Vladimir Putin Russia Sanctions
Russian President Vladimir Putin meets with head of the presidential human rights council, Mikhail Fedotov, on July 29, 2014. Analysts say Russia could stop natural gas exports to Europe in retaliation for new sanctions. Reuters

Foreign ministers for the 28 member states of the European Union will meet Thursday to discuss additional sanctions against Russia, after pro-Russian rebels commenced a new, deadly offensive in East Ukraine. The EU has drafted a statement saying it will add new individuals to the sanctions list and extend current sanctions by six months, as well as possibly add new sanctions against the Russian Federation.

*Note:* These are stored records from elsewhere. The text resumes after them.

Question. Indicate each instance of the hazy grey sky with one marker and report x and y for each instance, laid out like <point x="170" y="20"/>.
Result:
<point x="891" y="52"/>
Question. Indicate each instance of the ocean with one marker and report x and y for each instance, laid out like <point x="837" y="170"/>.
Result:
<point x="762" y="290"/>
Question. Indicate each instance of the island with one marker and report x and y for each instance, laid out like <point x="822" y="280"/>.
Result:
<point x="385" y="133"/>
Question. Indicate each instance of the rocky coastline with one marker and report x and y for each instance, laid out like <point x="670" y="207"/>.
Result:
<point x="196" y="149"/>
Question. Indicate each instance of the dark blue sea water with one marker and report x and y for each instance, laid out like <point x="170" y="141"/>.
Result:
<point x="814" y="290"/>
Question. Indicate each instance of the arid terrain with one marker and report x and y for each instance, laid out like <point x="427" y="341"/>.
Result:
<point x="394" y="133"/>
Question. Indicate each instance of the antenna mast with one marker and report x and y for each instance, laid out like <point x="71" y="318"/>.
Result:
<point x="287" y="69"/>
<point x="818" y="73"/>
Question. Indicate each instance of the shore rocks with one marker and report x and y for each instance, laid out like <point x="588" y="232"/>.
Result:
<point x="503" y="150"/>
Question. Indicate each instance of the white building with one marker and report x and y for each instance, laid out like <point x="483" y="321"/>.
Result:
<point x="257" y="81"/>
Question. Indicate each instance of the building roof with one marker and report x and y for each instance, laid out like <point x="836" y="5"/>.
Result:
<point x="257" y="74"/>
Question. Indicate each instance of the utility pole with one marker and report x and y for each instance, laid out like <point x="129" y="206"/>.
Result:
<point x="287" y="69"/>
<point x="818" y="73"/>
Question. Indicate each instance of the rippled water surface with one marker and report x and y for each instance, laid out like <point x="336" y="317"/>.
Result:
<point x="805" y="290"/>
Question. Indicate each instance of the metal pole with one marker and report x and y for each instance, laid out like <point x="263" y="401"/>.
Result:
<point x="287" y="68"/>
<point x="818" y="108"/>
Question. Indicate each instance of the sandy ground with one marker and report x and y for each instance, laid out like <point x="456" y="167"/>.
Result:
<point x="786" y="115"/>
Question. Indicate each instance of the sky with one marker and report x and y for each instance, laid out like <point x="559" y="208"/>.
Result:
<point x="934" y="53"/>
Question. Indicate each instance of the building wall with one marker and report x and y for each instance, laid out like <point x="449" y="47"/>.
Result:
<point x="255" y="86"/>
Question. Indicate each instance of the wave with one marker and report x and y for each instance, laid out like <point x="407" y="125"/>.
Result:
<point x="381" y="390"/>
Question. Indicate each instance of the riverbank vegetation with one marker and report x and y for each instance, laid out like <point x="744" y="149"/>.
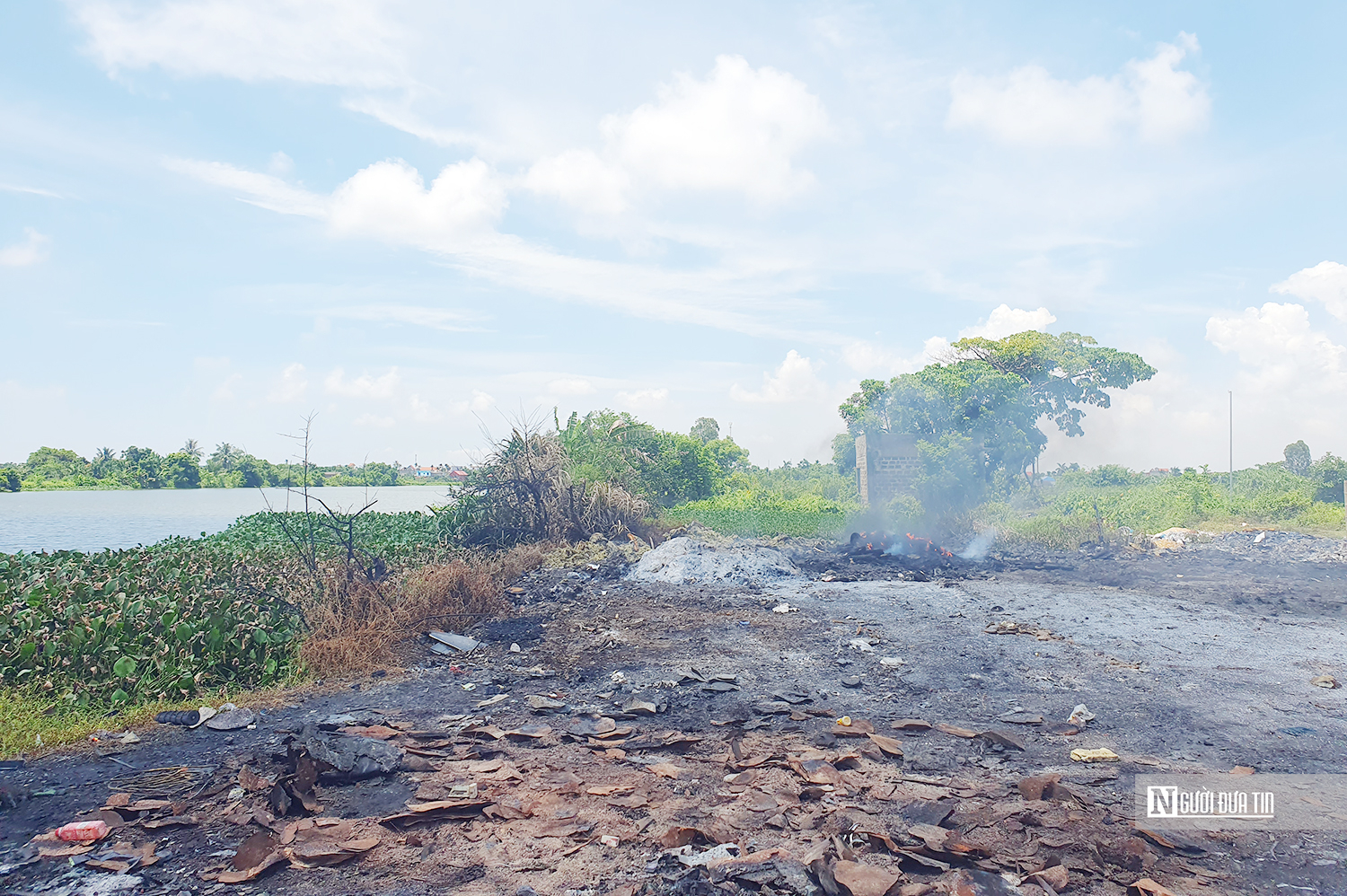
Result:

"In view of the worsening situation, the Council [of Foreign Ministers] agrees to extend the restrictive measures targeting persons and entities for threatening or undermining Ukraine's sovereignty and territorial integrity ... until September 2015," the draft conclusions noted.

The details emerged just days after a pro-rebel offensive saw 30 people killed and hundreds injured on Saturday in the southeastern Ukrainian city of Mariupol. Attacks on cities and towns in East Ukraine in recent weeks have underlined the failure of the ceasefire, which was signed in Minsk in September.

The new EU statement refers to the travel bans and asset freezes implemented against dozens of high-profile Russian and Ukrainian citizens since Crimea was annexed by Russia in March 2014.

According to the statement, ministers also will ask the European Commission, the union's executive arm, and diplomatic service to suggest additional names that could be sanctioned. Once the list is drawn up, sanctions could be imposed within one week.

A decision on further economic sanctions will be made on Feb. 12.

Moscow-based business publication Kommersant suggested that Russia could be excluded from the Swift banking transfer system, which is a mechanism that allows banks to exchange money internationally. Without it, Russia would be unable to receive any income from sales to foreign countries. Similar sanctions against Iran in 2012 contributed to crippling its economy, and continue to hold up billions of dollars in income.

Russian Prime Minister Dmitry Medvedev said that if Russia was excluded from the system, it would react with a vengeance. “Wait and see what will happen," Medvedev told news agency RIA Novosti on Tuesday. "Of course, in the case of such decisions, we would like to note that our economic reaction and generally any other reaction would be without limits.”

The draft statement from the EU foreign ministers noted evidence that Russia had supported pro-Russian rebels in the East Ukraine conflict, which has claimed more than 5,000 lives since it began in April.

While Russia has denied direct involvement in the conflict, NATO leaders and the Kiev government have said that Moscow has sent equipment and thousands of troops to fight alongside the rebels.